Synthetic waxes (Fischer–Tropsch synthesis) are white, translucent, tasteless and odorless solids consisting of a mixture of solid hydrocarbons of high molecular weight. They are not soluble in many solvents due to their high crystallinity, but they dissolve in boiling xylene, as is the case with LDPE. They are used, inter alia, for the
preparation of candles, paper coating, protective sealant for food products and beverages, biodegradable mulch, stoppers for acid bottles, electrical insulation and others. They have low melt viscosity and a relatively high straight hydrocarbon chain character.
Cross-linking is a broadly used method for the modification of polymer properties. This process involves the formation of three-dimensional structures, gels, causing substantial changes in material properties. Different procedures may be used for the initiation of polyolefin cross-linking. One of them is based on macroradical formation via thermal decomposition of organic peroxides. A detailed description of the various initiation procedures has been given in a comprehensive review by Lazar et al.

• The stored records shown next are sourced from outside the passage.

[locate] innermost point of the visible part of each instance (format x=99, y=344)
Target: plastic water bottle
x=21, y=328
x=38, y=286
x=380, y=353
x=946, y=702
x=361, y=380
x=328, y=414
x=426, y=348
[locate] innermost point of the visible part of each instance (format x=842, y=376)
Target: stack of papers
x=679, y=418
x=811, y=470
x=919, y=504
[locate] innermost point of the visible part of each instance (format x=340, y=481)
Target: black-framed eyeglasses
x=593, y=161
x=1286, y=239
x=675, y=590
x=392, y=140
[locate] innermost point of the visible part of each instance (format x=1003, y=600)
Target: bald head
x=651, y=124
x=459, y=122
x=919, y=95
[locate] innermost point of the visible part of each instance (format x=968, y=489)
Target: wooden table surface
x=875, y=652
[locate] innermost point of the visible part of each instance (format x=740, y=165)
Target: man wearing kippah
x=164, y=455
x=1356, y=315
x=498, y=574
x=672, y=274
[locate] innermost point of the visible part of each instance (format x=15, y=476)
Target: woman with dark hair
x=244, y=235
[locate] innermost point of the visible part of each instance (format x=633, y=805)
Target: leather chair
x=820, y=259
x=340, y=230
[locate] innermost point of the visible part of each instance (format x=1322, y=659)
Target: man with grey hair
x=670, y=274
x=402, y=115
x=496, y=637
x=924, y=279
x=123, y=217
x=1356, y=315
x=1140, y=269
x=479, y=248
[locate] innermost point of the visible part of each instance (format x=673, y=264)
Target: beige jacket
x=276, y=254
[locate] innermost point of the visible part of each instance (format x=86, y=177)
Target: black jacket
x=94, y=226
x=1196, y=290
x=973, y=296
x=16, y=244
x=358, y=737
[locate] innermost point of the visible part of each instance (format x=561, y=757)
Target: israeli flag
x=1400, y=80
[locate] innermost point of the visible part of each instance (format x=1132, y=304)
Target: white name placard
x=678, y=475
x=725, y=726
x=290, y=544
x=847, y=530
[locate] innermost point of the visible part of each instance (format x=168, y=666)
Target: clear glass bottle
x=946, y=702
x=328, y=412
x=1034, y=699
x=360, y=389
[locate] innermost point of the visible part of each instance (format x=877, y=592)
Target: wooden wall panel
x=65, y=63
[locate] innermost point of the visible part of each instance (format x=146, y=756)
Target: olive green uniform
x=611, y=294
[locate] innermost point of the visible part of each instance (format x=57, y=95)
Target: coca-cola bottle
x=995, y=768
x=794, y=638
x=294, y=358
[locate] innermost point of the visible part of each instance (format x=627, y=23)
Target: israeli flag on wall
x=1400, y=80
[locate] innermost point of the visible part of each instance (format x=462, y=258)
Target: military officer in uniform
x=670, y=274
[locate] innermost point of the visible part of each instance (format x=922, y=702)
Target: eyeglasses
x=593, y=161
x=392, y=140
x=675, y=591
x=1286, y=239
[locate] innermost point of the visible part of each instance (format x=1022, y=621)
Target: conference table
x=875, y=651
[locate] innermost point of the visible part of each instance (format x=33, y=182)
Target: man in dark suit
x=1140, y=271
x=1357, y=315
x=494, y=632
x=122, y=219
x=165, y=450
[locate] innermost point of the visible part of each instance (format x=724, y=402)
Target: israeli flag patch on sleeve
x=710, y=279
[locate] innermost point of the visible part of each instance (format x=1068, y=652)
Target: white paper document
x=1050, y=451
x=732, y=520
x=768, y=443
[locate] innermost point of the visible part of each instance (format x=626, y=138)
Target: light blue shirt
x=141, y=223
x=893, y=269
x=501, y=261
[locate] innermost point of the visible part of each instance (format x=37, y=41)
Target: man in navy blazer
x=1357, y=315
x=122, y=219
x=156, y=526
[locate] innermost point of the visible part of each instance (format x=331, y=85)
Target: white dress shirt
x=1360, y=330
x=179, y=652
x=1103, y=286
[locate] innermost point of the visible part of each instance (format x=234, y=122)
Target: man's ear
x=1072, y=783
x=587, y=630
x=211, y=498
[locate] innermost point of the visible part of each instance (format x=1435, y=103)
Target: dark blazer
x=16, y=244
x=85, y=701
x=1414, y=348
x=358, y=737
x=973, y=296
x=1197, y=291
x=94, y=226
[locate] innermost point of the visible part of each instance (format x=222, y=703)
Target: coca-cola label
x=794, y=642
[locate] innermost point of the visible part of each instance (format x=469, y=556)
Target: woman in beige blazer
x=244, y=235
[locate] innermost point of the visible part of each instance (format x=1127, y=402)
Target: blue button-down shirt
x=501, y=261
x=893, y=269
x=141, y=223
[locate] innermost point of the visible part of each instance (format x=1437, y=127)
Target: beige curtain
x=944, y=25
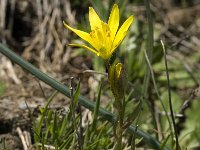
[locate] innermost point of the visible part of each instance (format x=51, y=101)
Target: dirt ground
x=35, y=31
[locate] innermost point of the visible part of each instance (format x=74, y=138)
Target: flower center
x=101, y=36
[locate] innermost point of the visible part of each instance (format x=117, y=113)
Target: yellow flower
x=104, y=37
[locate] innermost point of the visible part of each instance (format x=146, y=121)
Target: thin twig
x=156, y=90
x=170, y=98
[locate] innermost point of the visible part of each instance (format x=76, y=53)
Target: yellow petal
x=95, y=21
x=84, y=35
x=113, y=21
x=122, y=32
x=86, y=47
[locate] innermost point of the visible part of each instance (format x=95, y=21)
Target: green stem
x=65, y=90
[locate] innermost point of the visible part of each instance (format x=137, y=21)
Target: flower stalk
x=117, y=80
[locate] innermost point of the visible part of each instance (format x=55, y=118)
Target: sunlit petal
x=95, y=21
x=113, y=21
x=122, y=32
x=86, y=47
x=84, y=35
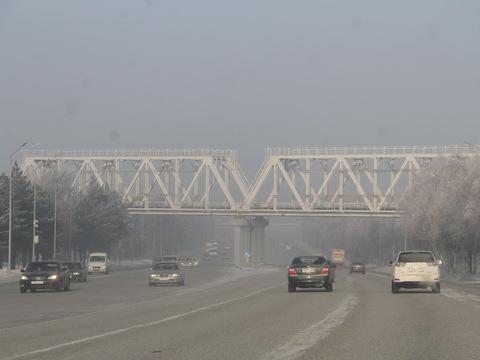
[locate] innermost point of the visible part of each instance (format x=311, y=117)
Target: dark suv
x=77, y=271
x=44, y=275
x=311, y=272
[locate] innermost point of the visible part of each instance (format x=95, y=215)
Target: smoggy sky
x=239, y=75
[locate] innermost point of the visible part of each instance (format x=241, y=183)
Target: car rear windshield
x=309, y=260
x=170, y=258
x=43, y=266
x=97, y=258
x=73, y=265
x=416, y=257
x=168, y=266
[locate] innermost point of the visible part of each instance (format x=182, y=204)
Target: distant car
x=156, y=260
x=44, y=275
x=358, y=267
x=169, y=258
x=189, y=262
x=98, y=263
x=77, y=271
x=415, y=269
x=310, y=272
x=166, y=273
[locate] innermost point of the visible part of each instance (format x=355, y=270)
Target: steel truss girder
x=364, y=181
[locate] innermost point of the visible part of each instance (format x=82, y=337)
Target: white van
x=415, y=269
x=98, y=263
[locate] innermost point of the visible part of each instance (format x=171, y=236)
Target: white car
x=98, y=263
x=415, y=269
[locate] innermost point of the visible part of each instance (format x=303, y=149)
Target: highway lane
x=229, y=315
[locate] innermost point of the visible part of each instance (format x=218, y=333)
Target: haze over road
x=222, y=313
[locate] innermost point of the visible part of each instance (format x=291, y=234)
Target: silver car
x=166, y=273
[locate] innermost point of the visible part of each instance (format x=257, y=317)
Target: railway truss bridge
x=351, y=181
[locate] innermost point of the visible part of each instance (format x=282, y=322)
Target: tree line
x=95, y=219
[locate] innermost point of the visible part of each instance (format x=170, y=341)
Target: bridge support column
x=249, y=240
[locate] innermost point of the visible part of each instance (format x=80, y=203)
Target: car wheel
x=394, y=288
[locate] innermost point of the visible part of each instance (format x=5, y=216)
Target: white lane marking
x=141, y=326
x=229, y=277
x=319, y=331
x=460, y=295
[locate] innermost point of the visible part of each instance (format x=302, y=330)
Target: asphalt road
x=232, y=314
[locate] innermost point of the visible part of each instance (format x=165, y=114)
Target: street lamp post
x=10, y=207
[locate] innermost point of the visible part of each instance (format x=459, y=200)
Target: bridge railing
x=106, y=154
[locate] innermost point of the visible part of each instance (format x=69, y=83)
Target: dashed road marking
x=309, y=337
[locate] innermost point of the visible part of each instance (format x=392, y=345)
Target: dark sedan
x=44, y=275
x=358, y=267
x=310, y=272
x=77, y=271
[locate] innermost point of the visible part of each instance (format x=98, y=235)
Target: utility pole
x=35, y=221
x=55, y=220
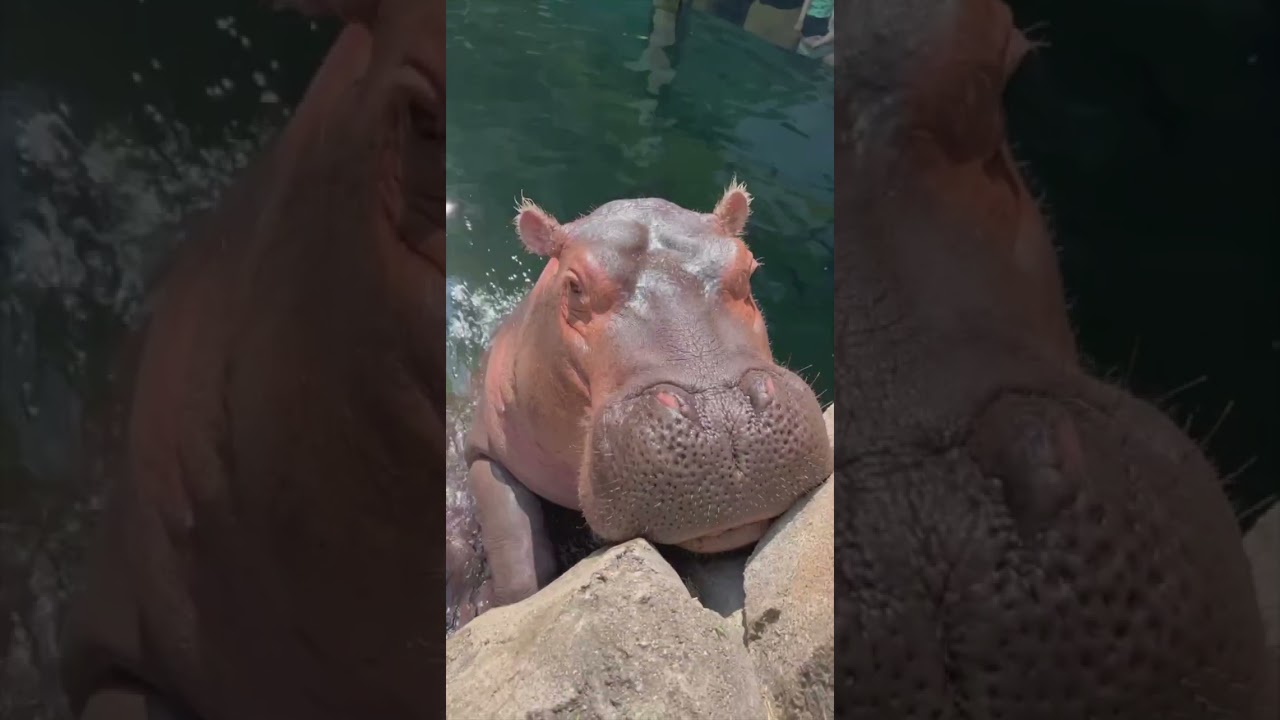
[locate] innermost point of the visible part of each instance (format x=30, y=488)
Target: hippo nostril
x=759, y=388
x=675, y=399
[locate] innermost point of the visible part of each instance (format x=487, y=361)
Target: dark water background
x=575, y=103
x=1152, y=136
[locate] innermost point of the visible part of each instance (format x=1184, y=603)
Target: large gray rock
x=789, y=616
x=618, y=636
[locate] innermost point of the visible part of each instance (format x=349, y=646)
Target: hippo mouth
x=704, y=469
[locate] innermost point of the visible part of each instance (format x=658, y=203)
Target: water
x=574, y=103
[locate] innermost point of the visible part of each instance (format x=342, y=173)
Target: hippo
x=634, y=387
x=270, y=536
x=1015, y=538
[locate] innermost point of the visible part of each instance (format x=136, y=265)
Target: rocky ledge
x=625, y=634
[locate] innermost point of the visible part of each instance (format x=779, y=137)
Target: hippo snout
x=704, y=468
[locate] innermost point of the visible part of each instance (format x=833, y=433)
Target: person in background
x=817, y=24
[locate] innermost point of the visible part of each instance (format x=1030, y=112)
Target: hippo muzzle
x=704, y=468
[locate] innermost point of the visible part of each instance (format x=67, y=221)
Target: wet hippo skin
x=1016, y=540
x=270, y=543
x=635, y=384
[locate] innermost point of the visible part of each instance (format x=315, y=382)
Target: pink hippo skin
x=1015, y=538
x=635, y=383
x=270, y=542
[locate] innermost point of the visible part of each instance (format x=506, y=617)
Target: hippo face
x=922, y=89
x=695, y=436
x=376, y=108
x=1001, y=507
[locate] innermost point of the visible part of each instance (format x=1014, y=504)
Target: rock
x=618, y=636
x=790, y=611
x=789, y=615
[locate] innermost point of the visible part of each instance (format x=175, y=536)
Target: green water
x=565, y=103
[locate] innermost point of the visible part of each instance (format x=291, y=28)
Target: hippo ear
x=734, y=208
x=536, y=228
x=350, y=10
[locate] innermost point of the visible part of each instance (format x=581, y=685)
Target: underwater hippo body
x=635, y=383
x=269, y=547
x=1018, y=538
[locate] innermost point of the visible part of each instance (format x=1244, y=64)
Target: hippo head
x=695, y=436
x=1024, y=541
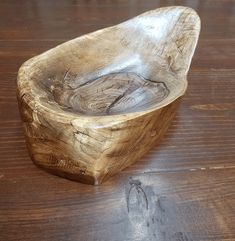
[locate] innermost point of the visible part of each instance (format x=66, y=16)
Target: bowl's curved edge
x=24, y=88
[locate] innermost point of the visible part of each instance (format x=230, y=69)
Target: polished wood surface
x=182, y=190
x=98, y=103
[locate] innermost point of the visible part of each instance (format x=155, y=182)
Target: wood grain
x=96, y=104
x=199, y=204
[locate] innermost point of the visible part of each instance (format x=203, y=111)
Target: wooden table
x=183, y=190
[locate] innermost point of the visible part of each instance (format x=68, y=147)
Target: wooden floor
x=183, y=190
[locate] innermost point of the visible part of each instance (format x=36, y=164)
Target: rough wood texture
x=96, y=104
x=191, y=172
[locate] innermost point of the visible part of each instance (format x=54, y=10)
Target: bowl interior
x=114, y=93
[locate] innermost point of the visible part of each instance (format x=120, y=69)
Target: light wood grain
x=96, y=104
x=191, y=171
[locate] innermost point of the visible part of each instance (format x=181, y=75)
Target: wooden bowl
x=96, y=104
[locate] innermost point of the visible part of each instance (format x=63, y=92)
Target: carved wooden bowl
x=96, y=104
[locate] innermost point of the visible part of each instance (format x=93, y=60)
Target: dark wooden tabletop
x=183, y=190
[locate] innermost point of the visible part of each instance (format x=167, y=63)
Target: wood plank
x=197, y=205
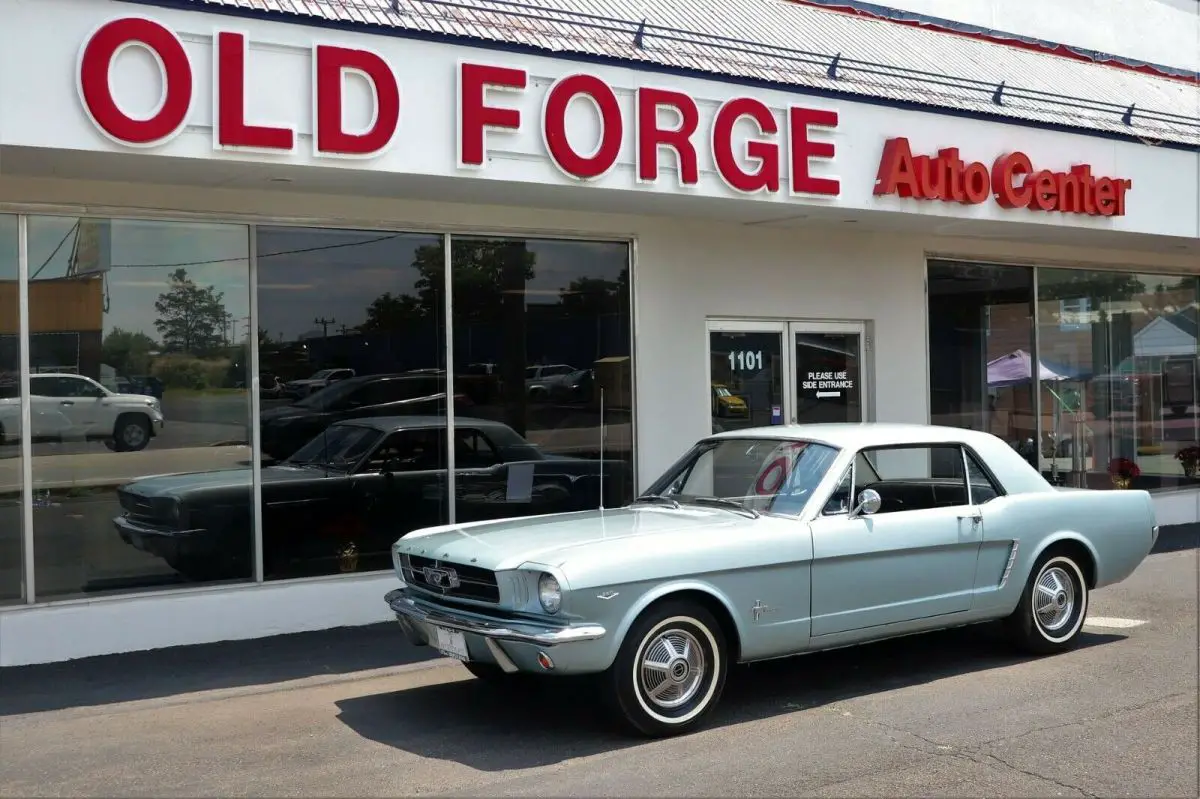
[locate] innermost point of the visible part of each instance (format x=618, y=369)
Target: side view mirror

In this paper, we shall discuss some thermal properties such as melting temperature, crystallization temperature, as well as specific melting and crystallization enthalpies of cross-linked LDPE/wax blends and their dependence on the concentration of cross-linking agent (dicumyl peroxide) and wax content. As far as potential applications of LDPE/wax blends are concerned, lower viscosity of the melt (at temperatures lower than the efficient cross-linking temperature) and imperviousness to water can be expected.
If the wax content increases, the gel content after cross-linking decreases, since wax needs a much higher concentration of peroxide for crosslinking and therefore only the PE phase is cross-linked. Cross-linking with 2% of DCP is much more efficient, but still, only the PE phase is cross-linked.
DSC curves for both 0.5% DCP and 2% DCP show only one endothermic peak for the blends consisting of 5 and 10% wax, even though pure wax has three peaks. A probable explanation is that LDPE and wax are miscible in the crystalline phase12 in this concentration region. The main endothermic peak is at about 100 °C and the presence of wax does not influence its position. From 20% wax, we observe a second, broad peak at about 80 °C. This peak probably forms part of the wax melting endotherm. This means that LDPE and wax are only partially miscible in this concentration region.